Wednesday, 21 July 2021
Inflation is a measure of how much the price of goods and services increase over time. Significant price rises can have a big impact on how much disposable income a consumer has to spend on items such as food, drink and leisure activities. According to the Office for National Statistics (ONS) the Consumer Price Index (CPI), which is a measure of this inflation, shows that in June price rises were at their highest level for nearly three years. So what does this mean for the food industry?
The CPI rose by 2.5% in the 12 months to June 2021, accelerating from 2.1% in May. This rising inflation is a concern, hence why the Bank of England have a target to keep inflation at 2%. However, according to the Governor of the Bank of England, higher inflation is set to continue, above target, for the rest of the year as the British economy recovers from the Covid-19 pandemic. This inflationary pressure comes from prices returning to pre-Covid levels and demand outstripping supply. He stated that if inflation was not to slow down, the Bank would not hesitate to introduce new measures to reduce high spending, such as increasing interest rates.
The biggest contributors to this 12 month inflation rise are transport and housing/household services. More recently rises have been driven by increasing prices for clothing, motor fuel, furniture and meals and drinks consumed out-of-home. However, these were partially offset by a large downward contribution from food and non-alcoholic beverages, where prices fell this year -0.6%. Part of the drop is because prices rose a year ago at the start of the pandemic as promotions were de-prioritised. According to ONS meat is a large contributor to this, at -1.6% in the 12 months to June 2021, and dairy is at -0.2%. Bucking the trend and seeing price inflation gains in food are bread, cereals, oils and sugar.
Despite this, when looking at Kantar data the average price paid for meat, fish and poultry (MFP) in the last year has actually risen 2.9% (52 w/e 13th June 21). This highlights that some people are trading up within the category, with premium being the fastest growing tier for MFP in the last year. This is a consistent picture for total food & drink according to Kantar as consumers spent more time at home treating.

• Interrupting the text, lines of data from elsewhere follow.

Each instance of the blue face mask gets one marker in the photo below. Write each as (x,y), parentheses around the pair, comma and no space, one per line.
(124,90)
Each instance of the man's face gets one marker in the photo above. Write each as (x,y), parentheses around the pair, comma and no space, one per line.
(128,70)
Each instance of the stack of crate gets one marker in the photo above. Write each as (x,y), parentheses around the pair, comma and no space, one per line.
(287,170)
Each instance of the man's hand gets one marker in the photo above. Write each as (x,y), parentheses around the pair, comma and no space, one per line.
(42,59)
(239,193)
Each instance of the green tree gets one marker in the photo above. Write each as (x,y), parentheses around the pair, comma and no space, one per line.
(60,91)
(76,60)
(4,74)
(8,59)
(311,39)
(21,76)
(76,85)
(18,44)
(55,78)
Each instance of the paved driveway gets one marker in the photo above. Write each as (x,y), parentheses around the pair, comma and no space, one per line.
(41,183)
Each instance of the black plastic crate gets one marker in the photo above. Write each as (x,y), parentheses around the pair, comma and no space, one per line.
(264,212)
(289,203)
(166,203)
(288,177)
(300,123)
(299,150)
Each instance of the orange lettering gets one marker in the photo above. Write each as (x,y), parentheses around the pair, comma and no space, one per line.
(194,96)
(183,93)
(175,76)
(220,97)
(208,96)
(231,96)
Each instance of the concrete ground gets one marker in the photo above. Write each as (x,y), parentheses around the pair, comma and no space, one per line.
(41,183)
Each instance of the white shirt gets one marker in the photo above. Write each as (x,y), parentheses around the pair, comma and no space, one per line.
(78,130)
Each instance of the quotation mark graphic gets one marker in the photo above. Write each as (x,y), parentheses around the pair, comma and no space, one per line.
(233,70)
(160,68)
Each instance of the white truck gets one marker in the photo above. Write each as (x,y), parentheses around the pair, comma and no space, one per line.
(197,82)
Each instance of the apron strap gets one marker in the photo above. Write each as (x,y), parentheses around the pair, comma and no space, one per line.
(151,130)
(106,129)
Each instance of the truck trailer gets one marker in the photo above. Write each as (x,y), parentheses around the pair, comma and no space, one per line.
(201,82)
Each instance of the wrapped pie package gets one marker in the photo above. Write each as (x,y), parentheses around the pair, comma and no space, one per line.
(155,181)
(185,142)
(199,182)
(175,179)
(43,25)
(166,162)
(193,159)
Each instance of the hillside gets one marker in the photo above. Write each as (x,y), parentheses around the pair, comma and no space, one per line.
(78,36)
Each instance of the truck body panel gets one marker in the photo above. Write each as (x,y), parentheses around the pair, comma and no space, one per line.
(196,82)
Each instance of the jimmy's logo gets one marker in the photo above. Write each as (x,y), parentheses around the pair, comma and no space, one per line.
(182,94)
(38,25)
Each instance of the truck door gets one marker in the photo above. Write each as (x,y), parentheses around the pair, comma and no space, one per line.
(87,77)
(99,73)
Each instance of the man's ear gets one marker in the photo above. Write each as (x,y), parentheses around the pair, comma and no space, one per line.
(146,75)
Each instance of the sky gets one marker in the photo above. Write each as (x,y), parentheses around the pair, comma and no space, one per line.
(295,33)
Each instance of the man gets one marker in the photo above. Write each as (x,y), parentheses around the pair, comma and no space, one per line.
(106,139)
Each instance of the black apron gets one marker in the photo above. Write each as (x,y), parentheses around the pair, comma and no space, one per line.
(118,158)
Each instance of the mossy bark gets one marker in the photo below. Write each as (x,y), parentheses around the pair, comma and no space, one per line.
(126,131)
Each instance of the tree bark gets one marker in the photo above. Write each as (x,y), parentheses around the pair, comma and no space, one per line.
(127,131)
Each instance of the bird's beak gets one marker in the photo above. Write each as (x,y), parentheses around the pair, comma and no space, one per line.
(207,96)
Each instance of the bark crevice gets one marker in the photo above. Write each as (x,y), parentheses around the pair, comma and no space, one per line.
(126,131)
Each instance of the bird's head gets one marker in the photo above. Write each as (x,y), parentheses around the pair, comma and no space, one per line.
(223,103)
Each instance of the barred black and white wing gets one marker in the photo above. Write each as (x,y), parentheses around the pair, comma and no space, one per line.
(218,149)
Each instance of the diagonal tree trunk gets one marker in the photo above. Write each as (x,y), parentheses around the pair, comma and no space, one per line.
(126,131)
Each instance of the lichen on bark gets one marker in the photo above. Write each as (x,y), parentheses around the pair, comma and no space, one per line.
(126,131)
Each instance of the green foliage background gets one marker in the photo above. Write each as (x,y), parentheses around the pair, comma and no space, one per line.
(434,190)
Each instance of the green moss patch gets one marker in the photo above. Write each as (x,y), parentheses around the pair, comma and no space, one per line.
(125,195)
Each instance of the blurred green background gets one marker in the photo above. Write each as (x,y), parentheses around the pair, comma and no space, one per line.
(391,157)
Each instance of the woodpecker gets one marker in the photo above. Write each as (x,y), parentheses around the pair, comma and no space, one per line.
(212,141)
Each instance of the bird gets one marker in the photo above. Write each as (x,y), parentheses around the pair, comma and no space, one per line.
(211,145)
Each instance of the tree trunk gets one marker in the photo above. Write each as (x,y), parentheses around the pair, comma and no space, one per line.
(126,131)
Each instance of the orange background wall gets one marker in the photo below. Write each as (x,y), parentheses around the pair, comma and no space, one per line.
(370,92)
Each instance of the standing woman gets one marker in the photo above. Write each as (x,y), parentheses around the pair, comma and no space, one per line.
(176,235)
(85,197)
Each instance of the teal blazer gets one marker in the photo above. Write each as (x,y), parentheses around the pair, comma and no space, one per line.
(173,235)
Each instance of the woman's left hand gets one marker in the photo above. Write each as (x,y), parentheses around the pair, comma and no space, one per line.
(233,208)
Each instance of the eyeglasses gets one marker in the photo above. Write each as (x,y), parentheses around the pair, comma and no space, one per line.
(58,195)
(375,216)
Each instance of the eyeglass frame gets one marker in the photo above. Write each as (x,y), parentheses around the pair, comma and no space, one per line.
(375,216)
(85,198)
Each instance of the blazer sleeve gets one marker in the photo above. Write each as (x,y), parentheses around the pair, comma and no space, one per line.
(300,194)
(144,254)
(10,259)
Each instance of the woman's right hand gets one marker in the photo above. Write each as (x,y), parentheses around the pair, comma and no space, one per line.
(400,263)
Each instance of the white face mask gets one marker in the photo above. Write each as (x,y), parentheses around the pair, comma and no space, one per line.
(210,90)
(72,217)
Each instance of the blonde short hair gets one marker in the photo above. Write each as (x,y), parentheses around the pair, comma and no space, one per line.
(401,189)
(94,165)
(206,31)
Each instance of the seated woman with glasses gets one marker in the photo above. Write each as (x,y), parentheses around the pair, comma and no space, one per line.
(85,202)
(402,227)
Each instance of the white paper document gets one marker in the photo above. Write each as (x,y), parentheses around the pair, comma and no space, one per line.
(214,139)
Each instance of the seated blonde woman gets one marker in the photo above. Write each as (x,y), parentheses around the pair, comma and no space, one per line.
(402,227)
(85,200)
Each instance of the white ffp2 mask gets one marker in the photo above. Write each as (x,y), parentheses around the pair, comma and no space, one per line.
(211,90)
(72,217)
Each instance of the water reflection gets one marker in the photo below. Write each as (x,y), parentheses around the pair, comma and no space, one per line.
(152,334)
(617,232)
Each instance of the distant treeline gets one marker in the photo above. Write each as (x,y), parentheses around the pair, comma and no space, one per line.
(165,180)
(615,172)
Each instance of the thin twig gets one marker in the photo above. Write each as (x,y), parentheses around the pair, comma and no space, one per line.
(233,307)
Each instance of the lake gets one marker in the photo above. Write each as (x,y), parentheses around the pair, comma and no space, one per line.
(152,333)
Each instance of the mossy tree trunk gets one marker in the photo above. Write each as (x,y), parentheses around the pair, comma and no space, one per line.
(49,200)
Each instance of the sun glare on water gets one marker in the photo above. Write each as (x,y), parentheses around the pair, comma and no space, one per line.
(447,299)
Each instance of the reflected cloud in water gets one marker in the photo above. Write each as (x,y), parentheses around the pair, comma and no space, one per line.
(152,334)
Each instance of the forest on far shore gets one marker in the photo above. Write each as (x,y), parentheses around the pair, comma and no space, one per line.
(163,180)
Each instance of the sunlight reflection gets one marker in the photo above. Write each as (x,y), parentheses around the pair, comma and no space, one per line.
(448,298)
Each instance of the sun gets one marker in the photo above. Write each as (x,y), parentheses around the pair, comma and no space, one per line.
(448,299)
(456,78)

There appears to be a tale of two halves. According to the AHDB/YouGov consumer tracker 50% of consumers claim they have become more price conscious or have allocated their shopping budget differently (May 2021). This means they may have bought more on deal, traded down and shopped around at cheaper stores like discounters. Unemployment, while recovering, remains above pre-Covid levels, and wage growth is stilted, according to ONS. This will result in some consumers mirroring more recessionary times in the months ahead; looking after the pennies and making sure they budget to make their money go further. Consumers will eat-out less, scratch cook more from home and look to get the best value during their weekly retail shop.

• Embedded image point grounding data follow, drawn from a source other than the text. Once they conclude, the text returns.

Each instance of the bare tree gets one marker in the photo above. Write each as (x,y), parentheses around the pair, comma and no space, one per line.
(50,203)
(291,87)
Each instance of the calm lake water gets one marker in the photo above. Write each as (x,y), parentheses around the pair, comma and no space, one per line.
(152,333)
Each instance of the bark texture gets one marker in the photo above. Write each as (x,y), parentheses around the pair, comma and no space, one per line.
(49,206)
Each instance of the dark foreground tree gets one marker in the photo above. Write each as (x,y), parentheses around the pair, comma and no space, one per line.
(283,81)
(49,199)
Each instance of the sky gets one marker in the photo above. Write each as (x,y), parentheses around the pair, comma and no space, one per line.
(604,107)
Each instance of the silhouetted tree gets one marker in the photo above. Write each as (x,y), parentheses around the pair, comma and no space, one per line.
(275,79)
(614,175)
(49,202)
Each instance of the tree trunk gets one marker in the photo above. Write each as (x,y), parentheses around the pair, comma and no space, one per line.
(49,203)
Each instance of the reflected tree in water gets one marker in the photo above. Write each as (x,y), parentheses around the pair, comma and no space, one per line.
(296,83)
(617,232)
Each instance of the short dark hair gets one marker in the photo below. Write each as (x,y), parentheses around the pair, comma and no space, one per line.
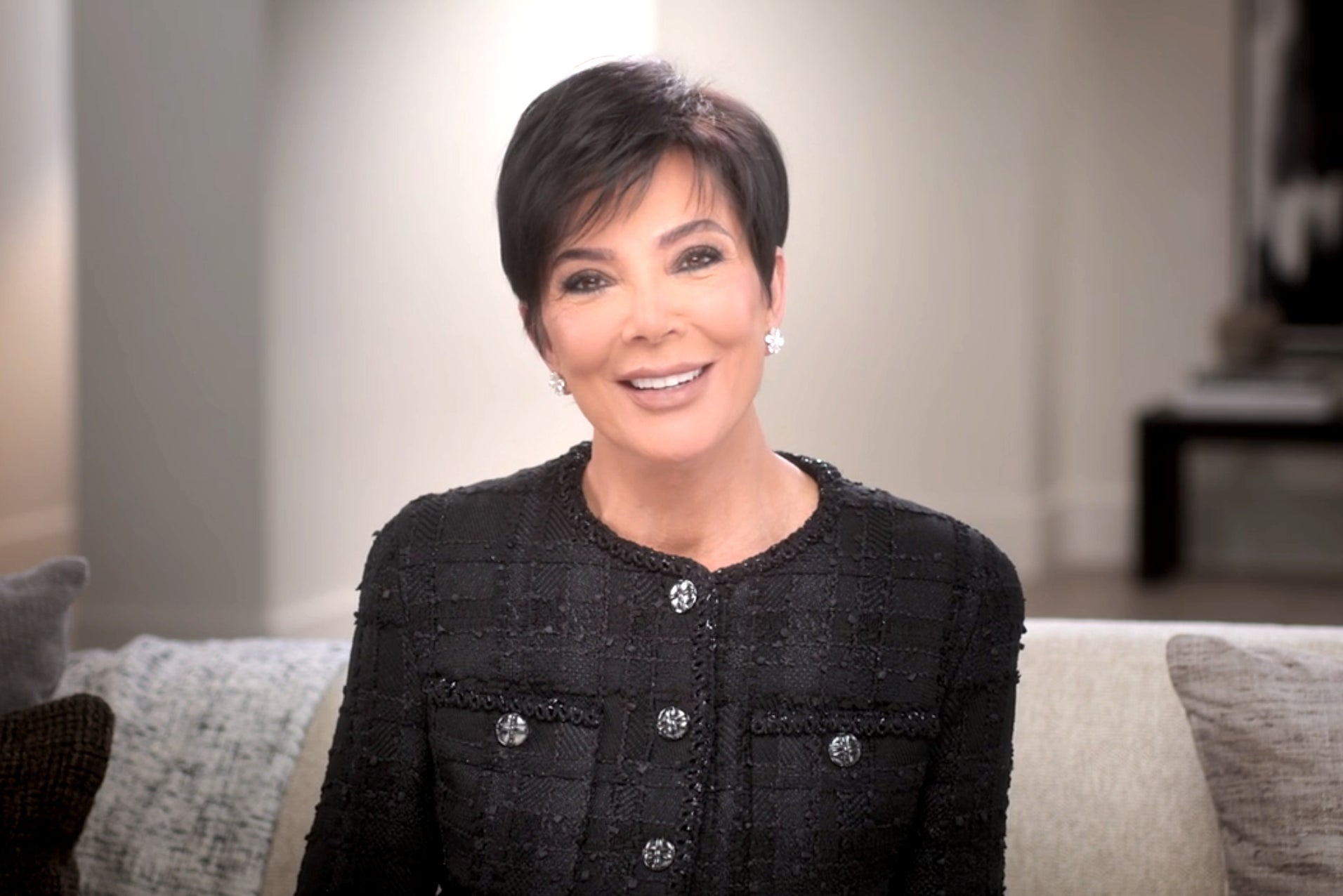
(584,144)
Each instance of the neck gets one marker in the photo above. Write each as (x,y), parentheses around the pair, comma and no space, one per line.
(717,510)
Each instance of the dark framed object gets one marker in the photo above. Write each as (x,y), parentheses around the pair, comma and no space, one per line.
(1290,117)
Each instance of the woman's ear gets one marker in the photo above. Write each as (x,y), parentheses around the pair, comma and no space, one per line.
(778,288)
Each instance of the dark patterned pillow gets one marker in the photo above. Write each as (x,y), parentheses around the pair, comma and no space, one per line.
(53,758)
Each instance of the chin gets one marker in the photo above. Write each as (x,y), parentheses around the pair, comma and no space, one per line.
(671,444)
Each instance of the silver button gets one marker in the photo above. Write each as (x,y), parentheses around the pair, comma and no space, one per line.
(684,595)
(673,723)
(845,750)
(658,853)
(511,730)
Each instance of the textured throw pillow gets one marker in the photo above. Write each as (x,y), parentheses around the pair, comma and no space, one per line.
(34,629)
(53,759)
(1268,725)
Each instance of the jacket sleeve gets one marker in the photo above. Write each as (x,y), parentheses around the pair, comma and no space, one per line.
(375,829)
(958,845)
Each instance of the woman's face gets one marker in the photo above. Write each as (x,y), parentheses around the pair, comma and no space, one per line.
(657,320)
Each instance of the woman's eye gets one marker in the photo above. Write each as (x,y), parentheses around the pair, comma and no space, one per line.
(699,257)
(583,282)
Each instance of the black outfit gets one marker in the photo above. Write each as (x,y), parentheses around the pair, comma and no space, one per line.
(839,710)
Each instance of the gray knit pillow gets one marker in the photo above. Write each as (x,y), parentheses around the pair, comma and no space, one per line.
(34,629)
(1268,725)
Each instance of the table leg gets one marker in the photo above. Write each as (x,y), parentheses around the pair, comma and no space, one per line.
(1160,508)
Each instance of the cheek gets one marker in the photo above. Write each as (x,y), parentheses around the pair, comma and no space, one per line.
(575,339)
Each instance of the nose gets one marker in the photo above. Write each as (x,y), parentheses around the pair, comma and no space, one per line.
(650,316)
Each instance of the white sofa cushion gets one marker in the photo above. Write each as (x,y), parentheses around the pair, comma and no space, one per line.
(1108,796)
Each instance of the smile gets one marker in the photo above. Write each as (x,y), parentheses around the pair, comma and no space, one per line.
(665,382)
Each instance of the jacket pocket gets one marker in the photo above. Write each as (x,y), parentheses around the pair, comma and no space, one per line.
(513,781)
(833,796)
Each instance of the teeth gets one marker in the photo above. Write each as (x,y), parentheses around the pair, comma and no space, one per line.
(667,382)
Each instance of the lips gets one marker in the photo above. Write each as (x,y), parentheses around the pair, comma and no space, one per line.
(671,381)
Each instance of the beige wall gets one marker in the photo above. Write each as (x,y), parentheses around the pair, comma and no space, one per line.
(395,360)
(914,308)
(37,328)
(1010,232)
(167,98)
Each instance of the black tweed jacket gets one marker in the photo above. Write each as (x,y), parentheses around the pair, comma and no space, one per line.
(537,706)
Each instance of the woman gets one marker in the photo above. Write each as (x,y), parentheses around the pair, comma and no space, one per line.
(671,660)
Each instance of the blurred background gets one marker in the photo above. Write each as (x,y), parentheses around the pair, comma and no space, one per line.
(250,297)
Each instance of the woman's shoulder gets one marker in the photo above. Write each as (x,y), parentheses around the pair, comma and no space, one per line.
(917,534)
(477,510)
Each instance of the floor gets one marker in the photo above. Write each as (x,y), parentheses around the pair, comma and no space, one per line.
(1191,597)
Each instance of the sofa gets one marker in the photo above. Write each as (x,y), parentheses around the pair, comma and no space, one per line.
(1108,793)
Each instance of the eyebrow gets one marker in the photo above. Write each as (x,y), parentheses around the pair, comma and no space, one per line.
(671,237)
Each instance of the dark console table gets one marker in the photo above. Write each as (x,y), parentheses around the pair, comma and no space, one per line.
(1162,437)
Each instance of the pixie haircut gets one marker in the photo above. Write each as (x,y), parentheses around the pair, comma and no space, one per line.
(593,141)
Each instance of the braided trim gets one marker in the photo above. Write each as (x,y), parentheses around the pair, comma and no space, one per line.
(571,710)
(912,723)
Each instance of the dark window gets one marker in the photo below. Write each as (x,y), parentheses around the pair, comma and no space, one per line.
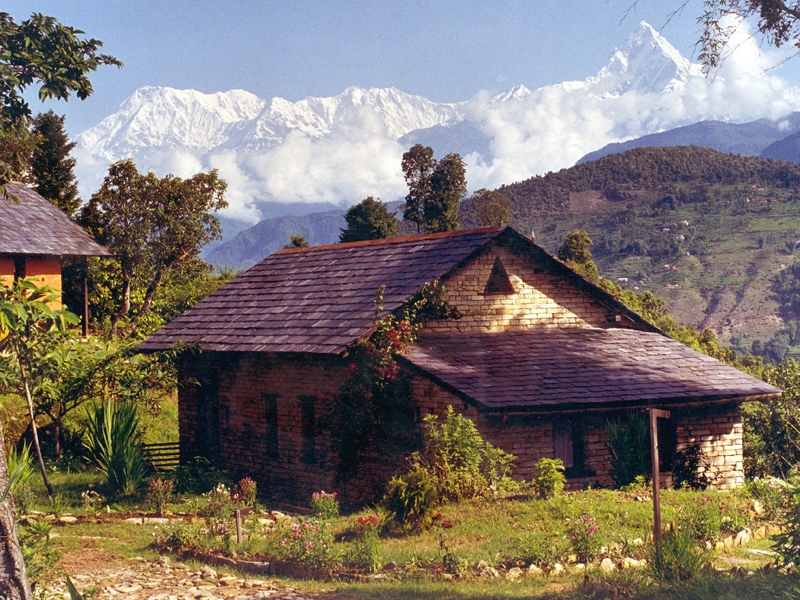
(271,419)
(309,428)
(499,283)
(562,444)
(568,445)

On the other end of the spectrum however are consumers who over the last few months have had their spending power limited due to lockdown. As restrictions ease we know there is pent up demand for eating-out with post-Covid opportunities for eating-out establishments to entice people back through the doors. There are opportunities in retail to stretch the purse strings further by capitalising on legacy Covid behaviours such as more socialising and entertaining at-home, providing opportunities to trade these consumers up, balancing the trade down mentioned above.